开始摆烂
每天不是睡觉就是吃饭,不光病养得七七八八了,人也跟着胖了一圈。
他本来五官偏痞气散漫,配他原本消瘦的脸颊时,笑与不笑都给人精明之感,现在脸圆了,不笑时一股呆相,笑起来一股憨相。
房中堆满了没吃完的大餐,又没开窗,一股子菜味,刘奕呆不了两分钟就出来了。
典韦应了一声,还伸着脑袋看远处。
“在看什么?”刘奕顺着他目光看过去。
“乌桓人!”典韦道,“快看,他们大冬天都光着膀子,就穿了一件羊皮背心!”
刘奕有些好笑:“你以前没见过乌桓人吗?”
一般来说,乌桓作为曾经敌对的外族人是不允许进入蓟县这类中心城市的,但现在刘虞要和乌桓人打好关系,这些人十有八九就是这次过来的使者,自然是允许他们到处逛逛的。
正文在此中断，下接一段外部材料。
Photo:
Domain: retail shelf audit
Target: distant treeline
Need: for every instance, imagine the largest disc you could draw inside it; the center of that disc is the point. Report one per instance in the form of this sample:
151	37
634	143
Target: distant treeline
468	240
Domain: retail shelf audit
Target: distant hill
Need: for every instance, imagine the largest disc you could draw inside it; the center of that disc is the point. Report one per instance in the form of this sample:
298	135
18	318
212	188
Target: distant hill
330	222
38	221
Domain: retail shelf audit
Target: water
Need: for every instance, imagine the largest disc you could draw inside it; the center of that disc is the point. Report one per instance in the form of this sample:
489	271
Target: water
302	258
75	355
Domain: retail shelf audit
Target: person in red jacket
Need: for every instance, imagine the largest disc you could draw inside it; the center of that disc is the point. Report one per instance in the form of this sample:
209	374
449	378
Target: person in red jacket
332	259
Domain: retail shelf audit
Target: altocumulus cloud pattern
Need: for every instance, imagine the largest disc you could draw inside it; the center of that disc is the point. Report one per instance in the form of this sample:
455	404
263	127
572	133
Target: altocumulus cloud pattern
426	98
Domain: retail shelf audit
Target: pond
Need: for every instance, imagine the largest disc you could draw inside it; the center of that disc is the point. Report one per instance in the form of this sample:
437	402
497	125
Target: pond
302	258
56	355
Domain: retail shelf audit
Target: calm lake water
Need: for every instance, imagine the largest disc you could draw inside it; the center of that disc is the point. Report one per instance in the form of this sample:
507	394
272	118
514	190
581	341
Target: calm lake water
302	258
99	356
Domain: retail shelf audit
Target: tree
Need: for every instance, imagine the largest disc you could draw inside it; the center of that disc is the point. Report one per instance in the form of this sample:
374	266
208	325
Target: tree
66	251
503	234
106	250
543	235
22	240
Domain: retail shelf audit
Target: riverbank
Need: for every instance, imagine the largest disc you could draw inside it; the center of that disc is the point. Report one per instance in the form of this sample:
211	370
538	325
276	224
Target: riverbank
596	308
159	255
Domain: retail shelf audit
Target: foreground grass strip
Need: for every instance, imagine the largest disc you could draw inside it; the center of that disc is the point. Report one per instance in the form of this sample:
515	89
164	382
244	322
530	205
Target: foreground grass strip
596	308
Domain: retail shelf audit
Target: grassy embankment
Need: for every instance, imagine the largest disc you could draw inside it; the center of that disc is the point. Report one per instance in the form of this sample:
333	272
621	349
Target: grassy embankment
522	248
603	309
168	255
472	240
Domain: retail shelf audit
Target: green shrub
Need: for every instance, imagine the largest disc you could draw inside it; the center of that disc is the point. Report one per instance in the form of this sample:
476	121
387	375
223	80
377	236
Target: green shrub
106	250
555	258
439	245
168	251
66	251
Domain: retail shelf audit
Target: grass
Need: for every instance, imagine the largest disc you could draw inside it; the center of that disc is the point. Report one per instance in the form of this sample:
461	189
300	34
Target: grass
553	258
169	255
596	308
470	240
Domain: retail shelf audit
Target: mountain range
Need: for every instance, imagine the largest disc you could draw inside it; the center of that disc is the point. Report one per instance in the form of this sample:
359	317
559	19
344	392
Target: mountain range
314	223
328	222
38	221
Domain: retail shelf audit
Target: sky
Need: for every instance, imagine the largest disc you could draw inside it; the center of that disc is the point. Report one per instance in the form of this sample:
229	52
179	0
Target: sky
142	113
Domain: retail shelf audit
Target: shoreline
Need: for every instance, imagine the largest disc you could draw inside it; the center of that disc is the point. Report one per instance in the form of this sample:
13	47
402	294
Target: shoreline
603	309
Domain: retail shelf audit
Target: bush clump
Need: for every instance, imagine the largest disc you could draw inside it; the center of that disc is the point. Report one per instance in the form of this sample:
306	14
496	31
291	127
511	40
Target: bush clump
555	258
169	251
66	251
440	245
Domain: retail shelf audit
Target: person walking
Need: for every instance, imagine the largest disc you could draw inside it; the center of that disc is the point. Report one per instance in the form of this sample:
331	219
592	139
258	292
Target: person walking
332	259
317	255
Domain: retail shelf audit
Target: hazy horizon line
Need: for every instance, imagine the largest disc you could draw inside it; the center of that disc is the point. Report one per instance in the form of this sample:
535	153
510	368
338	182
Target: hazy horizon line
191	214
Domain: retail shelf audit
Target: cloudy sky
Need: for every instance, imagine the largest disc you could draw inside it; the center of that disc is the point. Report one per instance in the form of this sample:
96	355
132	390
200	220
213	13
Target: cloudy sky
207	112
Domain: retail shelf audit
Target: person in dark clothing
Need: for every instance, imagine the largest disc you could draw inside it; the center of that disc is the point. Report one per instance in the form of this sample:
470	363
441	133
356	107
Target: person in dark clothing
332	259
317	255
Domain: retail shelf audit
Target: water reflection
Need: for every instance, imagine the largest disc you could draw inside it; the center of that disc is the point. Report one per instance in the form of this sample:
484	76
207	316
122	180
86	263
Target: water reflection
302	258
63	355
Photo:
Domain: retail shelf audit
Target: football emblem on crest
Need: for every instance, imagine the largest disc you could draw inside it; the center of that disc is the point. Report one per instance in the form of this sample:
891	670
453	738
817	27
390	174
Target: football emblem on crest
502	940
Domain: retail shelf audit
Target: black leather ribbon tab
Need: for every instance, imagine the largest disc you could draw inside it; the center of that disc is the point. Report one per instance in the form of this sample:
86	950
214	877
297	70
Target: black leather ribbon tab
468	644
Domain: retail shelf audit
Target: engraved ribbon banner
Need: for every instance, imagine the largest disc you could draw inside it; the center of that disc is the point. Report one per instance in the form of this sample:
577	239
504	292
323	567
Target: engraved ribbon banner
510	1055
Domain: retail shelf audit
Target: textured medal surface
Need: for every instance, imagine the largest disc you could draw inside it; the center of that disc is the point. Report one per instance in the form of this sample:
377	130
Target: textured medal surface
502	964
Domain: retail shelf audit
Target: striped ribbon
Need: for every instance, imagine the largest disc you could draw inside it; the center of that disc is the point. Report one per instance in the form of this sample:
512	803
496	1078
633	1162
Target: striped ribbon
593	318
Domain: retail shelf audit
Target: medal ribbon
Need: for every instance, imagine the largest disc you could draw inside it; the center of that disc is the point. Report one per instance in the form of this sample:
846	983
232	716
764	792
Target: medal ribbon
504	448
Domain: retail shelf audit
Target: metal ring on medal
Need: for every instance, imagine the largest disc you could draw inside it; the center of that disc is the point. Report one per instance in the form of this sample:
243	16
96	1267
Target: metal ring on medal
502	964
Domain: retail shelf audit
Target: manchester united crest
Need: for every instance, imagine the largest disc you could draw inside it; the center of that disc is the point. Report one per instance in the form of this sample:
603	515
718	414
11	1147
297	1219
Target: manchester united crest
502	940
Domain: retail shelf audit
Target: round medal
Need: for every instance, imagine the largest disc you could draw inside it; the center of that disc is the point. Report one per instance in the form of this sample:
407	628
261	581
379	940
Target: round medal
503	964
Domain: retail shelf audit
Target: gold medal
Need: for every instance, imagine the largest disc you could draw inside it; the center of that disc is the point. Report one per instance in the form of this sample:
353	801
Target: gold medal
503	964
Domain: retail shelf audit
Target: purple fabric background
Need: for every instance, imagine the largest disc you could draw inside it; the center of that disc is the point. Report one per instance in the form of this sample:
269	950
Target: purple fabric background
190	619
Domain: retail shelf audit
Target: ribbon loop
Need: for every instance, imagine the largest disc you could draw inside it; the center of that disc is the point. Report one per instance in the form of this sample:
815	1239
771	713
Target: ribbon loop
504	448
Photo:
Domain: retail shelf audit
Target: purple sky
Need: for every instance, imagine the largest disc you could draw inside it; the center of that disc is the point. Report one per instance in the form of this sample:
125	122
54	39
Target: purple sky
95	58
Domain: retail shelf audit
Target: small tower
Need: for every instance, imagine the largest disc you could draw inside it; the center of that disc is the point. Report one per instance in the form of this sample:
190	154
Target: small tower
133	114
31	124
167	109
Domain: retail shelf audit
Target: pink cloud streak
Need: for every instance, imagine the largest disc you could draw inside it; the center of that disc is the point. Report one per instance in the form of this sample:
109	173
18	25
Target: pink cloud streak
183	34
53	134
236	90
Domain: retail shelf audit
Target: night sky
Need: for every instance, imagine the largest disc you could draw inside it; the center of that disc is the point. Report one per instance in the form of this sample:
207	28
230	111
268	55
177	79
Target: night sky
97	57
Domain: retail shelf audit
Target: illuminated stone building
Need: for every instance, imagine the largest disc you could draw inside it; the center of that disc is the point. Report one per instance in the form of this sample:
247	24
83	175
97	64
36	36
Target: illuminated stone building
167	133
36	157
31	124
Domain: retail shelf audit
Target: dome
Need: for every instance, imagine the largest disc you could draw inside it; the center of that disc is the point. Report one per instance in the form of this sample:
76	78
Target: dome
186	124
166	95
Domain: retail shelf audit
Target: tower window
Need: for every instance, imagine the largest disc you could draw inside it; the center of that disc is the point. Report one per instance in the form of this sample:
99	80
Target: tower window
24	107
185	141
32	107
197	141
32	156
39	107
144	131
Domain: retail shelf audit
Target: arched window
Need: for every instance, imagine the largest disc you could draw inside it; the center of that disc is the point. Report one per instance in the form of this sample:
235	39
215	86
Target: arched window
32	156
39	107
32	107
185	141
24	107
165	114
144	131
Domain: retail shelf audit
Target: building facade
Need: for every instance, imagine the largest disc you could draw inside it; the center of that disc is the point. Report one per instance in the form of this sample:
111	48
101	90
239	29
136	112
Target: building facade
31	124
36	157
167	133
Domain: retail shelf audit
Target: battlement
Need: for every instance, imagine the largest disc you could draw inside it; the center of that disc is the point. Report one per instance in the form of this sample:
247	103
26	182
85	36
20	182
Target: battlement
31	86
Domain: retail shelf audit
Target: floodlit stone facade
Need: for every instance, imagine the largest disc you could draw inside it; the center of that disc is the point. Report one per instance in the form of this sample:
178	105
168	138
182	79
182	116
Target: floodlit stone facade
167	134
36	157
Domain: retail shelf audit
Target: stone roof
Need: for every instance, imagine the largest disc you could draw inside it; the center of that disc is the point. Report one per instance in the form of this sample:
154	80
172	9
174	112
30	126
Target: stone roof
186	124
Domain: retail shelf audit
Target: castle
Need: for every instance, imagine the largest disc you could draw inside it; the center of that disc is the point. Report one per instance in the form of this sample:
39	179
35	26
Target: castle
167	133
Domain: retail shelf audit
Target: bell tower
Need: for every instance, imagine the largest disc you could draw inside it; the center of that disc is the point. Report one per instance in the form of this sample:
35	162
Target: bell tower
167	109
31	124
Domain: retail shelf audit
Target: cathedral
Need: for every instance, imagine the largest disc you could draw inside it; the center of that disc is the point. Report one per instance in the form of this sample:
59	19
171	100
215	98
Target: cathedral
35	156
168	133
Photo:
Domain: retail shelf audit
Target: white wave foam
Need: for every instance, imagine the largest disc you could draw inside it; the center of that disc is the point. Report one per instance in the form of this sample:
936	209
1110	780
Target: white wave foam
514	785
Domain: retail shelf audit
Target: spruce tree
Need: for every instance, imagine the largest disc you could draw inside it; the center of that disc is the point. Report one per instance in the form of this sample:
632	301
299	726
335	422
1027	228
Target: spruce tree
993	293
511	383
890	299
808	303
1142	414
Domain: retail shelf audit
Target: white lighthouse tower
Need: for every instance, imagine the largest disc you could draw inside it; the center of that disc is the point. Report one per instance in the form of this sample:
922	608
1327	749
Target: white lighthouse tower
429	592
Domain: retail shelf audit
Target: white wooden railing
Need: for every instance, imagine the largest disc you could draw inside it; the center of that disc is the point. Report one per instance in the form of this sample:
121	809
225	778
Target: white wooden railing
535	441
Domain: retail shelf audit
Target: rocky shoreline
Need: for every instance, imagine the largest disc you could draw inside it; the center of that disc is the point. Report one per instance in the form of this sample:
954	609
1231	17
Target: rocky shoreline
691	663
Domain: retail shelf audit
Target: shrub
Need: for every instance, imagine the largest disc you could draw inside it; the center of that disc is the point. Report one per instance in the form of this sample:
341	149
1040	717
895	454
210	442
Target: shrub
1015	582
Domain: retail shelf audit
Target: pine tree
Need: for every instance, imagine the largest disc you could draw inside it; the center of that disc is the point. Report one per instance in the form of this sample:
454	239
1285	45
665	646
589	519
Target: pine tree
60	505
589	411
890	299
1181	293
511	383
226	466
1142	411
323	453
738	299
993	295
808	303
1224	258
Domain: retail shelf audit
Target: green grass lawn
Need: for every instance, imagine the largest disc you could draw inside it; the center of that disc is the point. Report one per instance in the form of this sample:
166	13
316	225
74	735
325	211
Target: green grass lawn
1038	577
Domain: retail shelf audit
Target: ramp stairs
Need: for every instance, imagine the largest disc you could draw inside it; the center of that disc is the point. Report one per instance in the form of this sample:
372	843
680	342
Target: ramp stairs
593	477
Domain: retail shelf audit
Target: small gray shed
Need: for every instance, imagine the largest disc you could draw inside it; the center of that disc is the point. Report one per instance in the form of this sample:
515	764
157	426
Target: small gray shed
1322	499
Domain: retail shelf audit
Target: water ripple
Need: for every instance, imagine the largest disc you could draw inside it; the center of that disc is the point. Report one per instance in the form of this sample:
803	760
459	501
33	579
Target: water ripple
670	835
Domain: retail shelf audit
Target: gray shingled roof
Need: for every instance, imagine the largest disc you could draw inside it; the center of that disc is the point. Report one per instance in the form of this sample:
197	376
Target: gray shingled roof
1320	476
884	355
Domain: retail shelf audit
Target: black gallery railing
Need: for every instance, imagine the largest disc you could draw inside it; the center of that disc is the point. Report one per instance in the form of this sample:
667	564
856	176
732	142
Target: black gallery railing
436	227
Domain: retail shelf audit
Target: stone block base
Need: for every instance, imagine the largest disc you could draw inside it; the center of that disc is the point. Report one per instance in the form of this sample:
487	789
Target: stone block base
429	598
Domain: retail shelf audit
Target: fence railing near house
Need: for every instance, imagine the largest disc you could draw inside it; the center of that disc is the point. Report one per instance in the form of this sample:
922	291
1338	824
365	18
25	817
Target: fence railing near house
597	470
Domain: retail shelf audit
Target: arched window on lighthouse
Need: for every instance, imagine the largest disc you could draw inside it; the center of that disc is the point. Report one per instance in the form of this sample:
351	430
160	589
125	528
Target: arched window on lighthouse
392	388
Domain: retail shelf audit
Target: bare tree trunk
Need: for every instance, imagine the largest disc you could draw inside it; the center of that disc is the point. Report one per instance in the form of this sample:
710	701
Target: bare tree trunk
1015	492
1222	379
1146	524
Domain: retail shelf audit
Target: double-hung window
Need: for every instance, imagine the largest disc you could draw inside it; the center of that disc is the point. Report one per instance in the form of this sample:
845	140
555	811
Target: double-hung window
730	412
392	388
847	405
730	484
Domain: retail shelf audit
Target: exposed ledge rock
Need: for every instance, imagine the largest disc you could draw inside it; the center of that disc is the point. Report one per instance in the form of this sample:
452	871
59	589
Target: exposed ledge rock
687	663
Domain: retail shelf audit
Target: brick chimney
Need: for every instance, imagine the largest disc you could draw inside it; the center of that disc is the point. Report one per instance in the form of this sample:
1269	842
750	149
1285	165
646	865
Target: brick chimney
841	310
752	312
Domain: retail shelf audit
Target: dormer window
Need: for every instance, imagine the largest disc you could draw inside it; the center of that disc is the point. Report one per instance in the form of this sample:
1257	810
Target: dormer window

这几个乌桓人人高马大的,头发和胡子都扎成辫子,穿得少也不怕冷,像看稀奇一样指着那指着那,周围人都害怕避让。
“没见过。”典韦是关东人,前几个月才来幽州,过去没见过外族人。
他问刘奕:“您不是要教他们造水车么?什么时候去?听说……他们领头的也是个女人呢!”
“哦?”刘奕来了点兴趣,转念一想也了然,“乌桓人崇尚武力,没有自己的文字,一般是族内女人学汉人语言来和汉人沟通,所以这次应该也是派女人来学。”
她在渔阳的时候,也是先和乌桓女人交流,再由她们翻译给首领听。
说完又见典韦神情不对,狐疑起来:“你怎么关心起乌桓女人了?”
典韦做贼一般四下看了两眼,才低声答:“那天他们进城的时候我瞧见了,那个骑马走在最前面的乌桓女人……也光着膀子呢!”
刘奕:“……”
汉朝有律法规定“短毋见肤”,大概要求是,在公开场合衣服下摆最高能在脚踝上,但不能露出胳膊和腿,如果违反了,贵族要罚俸禄,平民百姓要处体罚。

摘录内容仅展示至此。